Campaign finance is the fancy way of discussing the money involved in politics, specifically, political campaigns. A Supreme Court decision known as Citizens United v. Federal Election Commission states that, “corporations and unions have the same political speech rights as individuals under the First Amendment.” Many individuals feel as though this allows candidates to buddy up to corporations and Super PACs – a political action committee that can contribute an unlimited amount of money to national, state or local political parties and to other political action committees. Some people feel this discourages voting, and citizens sometimes feel their votes don’t count.

I know my vote counts. It’s not going to decide the fate of a presidential election such as in the movie “Swing Vote,” but my vote goes into a large pile to which I know I contributed. I’m not as confident with my political contributions, however. If I donated the maximum amount in any given election cycle for an individual, it pales in comparison to that of a Super PAC.

The overturn of Citizens United could help incentivize voting in the American electorate that has decreased in recent election cycles. If members of Congress and presidential candidates are only talking to organizations or PACs, this potentially deters voting. We want people to vote. But the most effective way to become involved in elections is to put your faith and political views in a few wealthy organizations. This, I cannot do.

The average cost of winning a seat in the House of Representatives is $1.1 million and the U.S. Senate is $10.5 million, according to Maplight – a nonprofit organization that tracks money in political campaigns. The average Joe cannot raise millions of dollars to run for a Congressional seat. This makes running for public office beyond challenging. It makes citizens feel Congress is perpetually occupied by people who already possess or have the ability to raise millions of dollars.

Congress shouldn’t be occupied only by people who play ball with large corporations and wealthy donors. In this game, they’ll have friends they made on the campaign trail. They will use these friends to win reelection, and winning reelection is of the utmost importance to nearly every elected official.

On the opposite side, Tom Osborne had name recognition and funds to win election on his own when he represented Nebraska’s third district in the House of Representatives for three terms.

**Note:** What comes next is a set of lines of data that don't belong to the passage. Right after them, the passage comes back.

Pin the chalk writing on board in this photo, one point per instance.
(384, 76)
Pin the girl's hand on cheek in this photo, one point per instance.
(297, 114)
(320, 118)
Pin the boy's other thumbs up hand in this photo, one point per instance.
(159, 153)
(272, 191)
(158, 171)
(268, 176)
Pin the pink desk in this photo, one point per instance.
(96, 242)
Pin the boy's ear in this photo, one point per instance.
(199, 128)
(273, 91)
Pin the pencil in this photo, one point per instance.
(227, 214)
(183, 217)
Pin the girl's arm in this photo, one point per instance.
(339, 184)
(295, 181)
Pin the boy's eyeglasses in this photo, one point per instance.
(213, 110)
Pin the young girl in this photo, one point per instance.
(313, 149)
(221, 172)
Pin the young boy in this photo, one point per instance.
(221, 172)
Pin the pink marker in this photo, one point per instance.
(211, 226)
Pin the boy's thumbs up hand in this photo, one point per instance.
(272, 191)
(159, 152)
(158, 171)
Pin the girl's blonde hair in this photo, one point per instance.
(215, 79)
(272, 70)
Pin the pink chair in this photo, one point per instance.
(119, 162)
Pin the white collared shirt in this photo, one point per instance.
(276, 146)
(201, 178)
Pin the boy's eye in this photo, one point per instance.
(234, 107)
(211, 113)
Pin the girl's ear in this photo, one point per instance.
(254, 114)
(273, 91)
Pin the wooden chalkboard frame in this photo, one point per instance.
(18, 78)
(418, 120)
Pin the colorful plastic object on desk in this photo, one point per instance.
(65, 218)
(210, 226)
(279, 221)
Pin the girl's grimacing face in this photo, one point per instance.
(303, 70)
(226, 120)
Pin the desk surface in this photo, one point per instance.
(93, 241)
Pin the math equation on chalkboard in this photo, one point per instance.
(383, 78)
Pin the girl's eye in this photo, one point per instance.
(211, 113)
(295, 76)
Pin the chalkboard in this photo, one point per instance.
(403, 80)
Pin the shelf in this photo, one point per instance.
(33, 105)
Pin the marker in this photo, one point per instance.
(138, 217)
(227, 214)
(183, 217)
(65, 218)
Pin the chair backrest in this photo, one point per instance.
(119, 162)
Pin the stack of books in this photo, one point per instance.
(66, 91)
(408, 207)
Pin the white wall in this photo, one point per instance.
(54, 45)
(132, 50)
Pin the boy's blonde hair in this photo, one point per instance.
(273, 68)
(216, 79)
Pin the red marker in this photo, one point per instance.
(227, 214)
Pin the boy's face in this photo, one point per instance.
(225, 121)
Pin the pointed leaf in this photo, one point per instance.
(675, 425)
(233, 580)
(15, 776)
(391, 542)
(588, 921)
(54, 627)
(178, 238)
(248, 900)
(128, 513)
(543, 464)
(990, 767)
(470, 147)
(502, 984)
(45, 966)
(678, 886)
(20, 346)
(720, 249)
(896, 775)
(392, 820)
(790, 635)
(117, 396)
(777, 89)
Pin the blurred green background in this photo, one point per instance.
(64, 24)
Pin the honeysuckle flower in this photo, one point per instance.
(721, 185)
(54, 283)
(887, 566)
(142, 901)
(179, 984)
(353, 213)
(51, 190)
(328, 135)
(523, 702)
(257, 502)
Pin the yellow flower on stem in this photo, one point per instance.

Osborne has since spoken about campaign finance, large contributions and Super PAC donations. In an Omaha World-Herald article, Osborne discussed his colleagues who quickly raised money for the next campaign as soon as they took their seats on Capitol Hill. “This consumes a large amount of their time that could be better spent in the legislative process and serving constituents,” Osborne said during a Friday conference call. Osborne has frequently criticized the campaign finance system and members focused on campaigning rather than serving people’s interests.

As a member of the House of Representatives, you spend nearly $1 million to win a two-year term. After you are elected, the next primary is less than a year and a half away. Therefore, members are constantly campaigning and bartering for money and votes. If the campaign finance system were reformed by limiting the amount of contributions from Super PACs, then citizens could play the vital role in their government, as originally intended.

The largest contribution one can give to our nation is to become an informed citizen – whether that is reading legislation, understanding the basics of our government or watching the C-Span. One of the most important things you can do as a voter is make an informed decision, not give your money away. Political campaign donations are important, but not as important as understanding the government and the role of government officials.